Signature of Member(s) _______________________________________________Date: ___________________
| Individual or Member 1 | Member 2 | Member 3 | |
|---|---|---|---|
| SoleSecretary | Director/Company | Director | Director/Company Secretary |
| Contact Name: _____________________ Contact Ph (daytime): _________________ | Date: ____________ |
Instructions for completing Proxy Form
-
- (Appointing a proxy): A Shareholder entitled to attend and cast a vote at the Meeting is entitled to appoint a proxy to attend and vote on their behalf at the Meeting. If a Shareholder is entitled to cast 2 or more votes at the Meeting, the Shareholder may appoint a second proxy to attend and vote on their behalf at the Meeting. However, where both proxies attend the Meeting, voting may only be exercised on a poll. The appointment of a second proxy must be done on a separate copy of the Proxy Form. A Shareholder who appoints 2 proxies may specify the proportion or number of votes each proxy is appointed to exercise. If a Shareholder appoints 2 proxies and the appointments do not specify the proportion or number of the Shareholder's votes each proxy is appointed to exercise, each proxy may exercise one-half of the votes. Any fractions of votes resulting from the application of these principles will be disregarded. A duly appointed proxy need not be a Shareholder.
-
- (Direction to vote): A Shareholder may direct a proxy how to vote by marking one of the boxes opposite each item of business.
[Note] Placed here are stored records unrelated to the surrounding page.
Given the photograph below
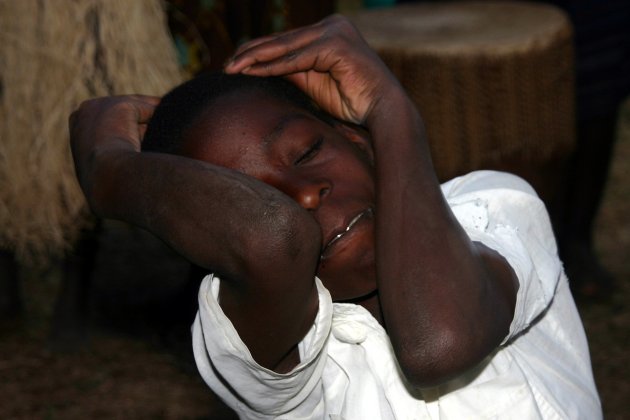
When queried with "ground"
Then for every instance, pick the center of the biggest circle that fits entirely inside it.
(137, 363)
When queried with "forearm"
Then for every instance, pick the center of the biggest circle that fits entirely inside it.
(435, 285)
(207, 213)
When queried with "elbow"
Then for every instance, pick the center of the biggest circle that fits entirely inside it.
(287, 237)
(437, 361)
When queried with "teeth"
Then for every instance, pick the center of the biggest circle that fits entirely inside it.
(352, 223)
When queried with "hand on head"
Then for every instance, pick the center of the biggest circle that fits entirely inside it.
(329, 60)
(102, 128)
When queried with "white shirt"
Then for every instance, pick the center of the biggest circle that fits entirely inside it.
(348, 369)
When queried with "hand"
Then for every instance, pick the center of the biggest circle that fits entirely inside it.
(103, 128)
(329, 61)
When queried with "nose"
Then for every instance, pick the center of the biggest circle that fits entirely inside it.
(310, 193)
The direction may specify the proportion or number of votes that the proxy may exercise by writing the percentage or number of Shares next to the box marked for the relevant item of business. Where a box is not marked the proxy may vote as they choose subject to the relevant laws. Where more than one box is marked on an item the vote will be invalid on that item.
3. (Signing instructions):
- (Individual): Where the holding is in one name, the Shareholder must sign.
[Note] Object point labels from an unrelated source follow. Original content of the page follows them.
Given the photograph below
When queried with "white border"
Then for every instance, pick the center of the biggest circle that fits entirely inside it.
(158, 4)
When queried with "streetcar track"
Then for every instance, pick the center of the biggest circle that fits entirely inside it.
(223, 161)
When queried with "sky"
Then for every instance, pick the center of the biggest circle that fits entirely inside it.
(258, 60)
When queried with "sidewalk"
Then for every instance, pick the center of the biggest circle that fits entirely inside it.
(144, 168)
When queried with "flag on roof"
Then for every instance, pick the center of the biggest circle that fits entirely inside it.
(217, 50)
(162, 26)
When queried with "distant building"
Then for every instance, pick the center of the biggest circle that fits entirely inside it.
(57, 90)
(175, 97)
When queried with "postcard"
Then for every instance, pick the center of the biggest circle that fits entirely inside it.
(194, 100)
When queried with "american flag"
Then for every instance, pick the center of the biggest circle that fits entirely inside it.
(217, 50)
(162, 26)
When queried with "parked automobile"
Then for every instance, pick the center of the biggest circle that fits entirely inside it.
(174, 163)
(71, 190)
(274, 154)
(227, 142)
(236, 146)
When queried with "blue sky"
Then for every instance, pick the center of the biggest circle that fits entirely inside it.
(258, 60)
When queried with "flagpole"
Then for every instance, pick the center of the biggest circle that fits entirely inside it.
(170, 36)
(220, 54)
- (Joint holding): Where the holding is in more than one name, all of the Shareholders should sign.
- (Power of attorney): If you have not already provided the power of attorney with the registry, please attach a certified photocopy of the power of attorney to this Proxy Form when you return it.
- (Companies): Where the company has a sole director who is also the sole company secretary, that person must sign. Where the company (pursuant to Section 204A of the Corporations Act) does not have a company secretary, a sole director can also sign alone. Otherwise, a director jointly with either another director or a company secretary must sign. Please sign in the appropriate place to indicate the office held. In addition, if a representative of a company is appointed pursuant to Section 250D of the Corporations Act to attend the Meeting, the documentation evidencing such appointment should be produced prior to admission to the Meeting. A form of a certificate evidencing the appointment may be obtained from the Company.
-
- (Attending the Meeting): Completion of a Proxy Form will not prevent individual Shareholders from attending the Meeting in person if they wish. Where a Shareholder completes and lodges a valid Proxy Form and attends the Meeting in person, then the proxy's authority to speak and vote for that Shareholder is suspended while the Shareholder is present at the Meeting.
-
- (Return of Proxy Form): To vote by proxy, please complete and sign the enclosed Proxy Form and return by:
- In person to Level 1, 31 Cliff Street, Fremantle, Perth, WA;
- By mail to PO Box 584, Fremantle, WA, 6959;
- By scan and email to [email protected],
so that it is received not less than 48 hours prior to commencement of the Meeting.